A medida revisa uma orientação da FDA emitida em fevereiro, que recomendou o teste do sangue doado apenas em "áreas com transmissão ativa do vírus zika", como algumas localidades da Flórida.

Mas agora, com o aumento de casos de transmissão sexual do vírus, e considerando que as pessoas infectadas muitas vezes não apresentam sintomas, salvaguardas ainda mais rigorosas são necessárias em todo o país, disse a FDA.

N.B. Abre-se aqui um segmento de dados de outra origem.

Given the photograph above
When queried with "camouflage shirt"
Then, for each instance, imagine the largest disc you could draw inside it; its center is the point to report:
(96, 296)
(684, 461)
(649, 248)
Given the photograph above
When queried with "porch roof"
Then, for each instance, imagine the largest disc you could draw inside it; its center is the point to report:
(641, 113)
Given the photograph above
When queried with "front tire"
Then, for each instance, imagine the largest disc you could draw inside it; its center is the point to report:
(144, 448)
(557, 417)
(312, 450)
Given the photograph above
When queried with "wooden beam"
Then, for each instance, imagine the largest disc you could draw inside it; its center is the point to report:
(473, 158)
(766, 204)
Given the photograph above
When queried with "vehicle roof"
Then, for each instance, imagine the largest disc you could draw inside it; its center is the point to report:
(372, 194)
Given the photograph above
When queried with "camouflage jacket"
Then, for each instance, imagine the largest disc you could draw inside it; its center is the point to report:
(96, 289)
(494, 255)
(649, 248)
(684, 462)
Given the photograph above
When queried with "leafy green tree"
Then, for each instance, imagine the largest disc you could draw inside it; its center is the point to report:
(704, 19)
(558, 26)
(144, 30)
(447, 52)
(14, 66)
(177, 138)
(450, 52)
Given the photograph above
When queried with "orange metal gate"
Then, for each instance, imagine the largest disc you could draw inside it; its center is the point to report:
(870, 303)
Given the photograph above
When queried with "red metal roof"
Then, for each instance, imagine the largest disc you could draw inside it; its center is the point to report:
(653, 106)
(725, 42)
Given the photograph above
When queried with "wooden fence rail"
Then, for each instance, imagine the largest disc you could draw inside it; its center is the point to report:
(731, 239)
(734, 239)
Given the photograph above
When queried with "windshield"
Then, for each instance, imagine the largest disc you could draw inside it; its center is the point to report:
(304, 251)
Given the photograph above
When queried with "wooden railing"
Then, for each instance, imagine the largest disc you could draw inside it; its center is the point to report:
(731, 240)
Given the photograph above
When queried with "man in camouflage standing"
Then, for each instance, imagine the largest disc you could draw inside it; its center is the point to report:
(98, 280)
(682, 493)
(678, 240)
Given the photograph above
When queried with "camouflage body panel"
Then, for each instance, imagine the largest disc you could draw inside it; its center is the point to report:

"A FDA está atualizando sua orientação após uma consideração cuidadosa de todas as evidências científicas disponíveis, consultas a outras agências de saúde pública, e levando em consideração as potenciais consequências graves da infecção pelo vírus zika para a saúde de mulheres grávidas e crianças nascidas de mulheres expostas ao vírus zika durante a gravidez", disse um comunicado da agência.

A infecção pelo zika é particularmente perigosa para as mulheres grávidas, visto que o vírus pode causar malformações congênitas em fetos em desenvolvimento, como a microcefalia.

Mais de 2.500 pessoas foram diagnosticadas com zika nos Estados unidos, e mais de 9.000 em territórios americanos fora do continente, como Porto Rico, segundo os Centros de Controle e Prevenção de Doenças (CDC).

A maioria desses casos foi trazida por pessoas que foram infectadas durante viagens ao exterior.

De acordo com a Organização Mundial da Saúde, 53 países ao redor do mundo relataram surtos de zika desde 2015.

Autoridades da Flórida anunciaram no final de julho seus primeiros casos de zika transmitidos localmente, e atualmente há registros de 43 infecções.

"O teste do sangue doado já está ocorrendo na Flórida e em Porto Rico, bem como em outras áreas, e tem mostrado ser benéfico para a identificação de doações infectadas com o vírus zika", disse o comunicado da FDA, acrescentando que a medida estará em vigor até que o risco de contágio por transfusão seja reduzido.

Transmissão sexual

O zika é transmitido principalmente pela picada do mosquito , mas também por contato sexual.

Os CDC anunciaram nesta sexta-feira o primeiro caso conhecido de um homem que tinha zika sem saber, visto que não apresentou sintomas, e que infectou sua parceira durante o sexo sem proteção.

Quatro em cada cinco pessoas que contraem o zika não apresentam os sintomas comuns da doença, como febre, dor nas articulações e olhos vermelhos.

"À medida que novas informações científicas e epidemiológicas sobre o vírus zika se tornaram disponíveis, ficou claro que medidas de precaução adicionais são necessárias", disse Luciana Borio, cientista-chefe da FDA.

"Estamos emitindo orientações revisadas para implementação imediata, a fim de ajudar a manter a segurança do suprimento de sangue dos Estados Unidos", completou.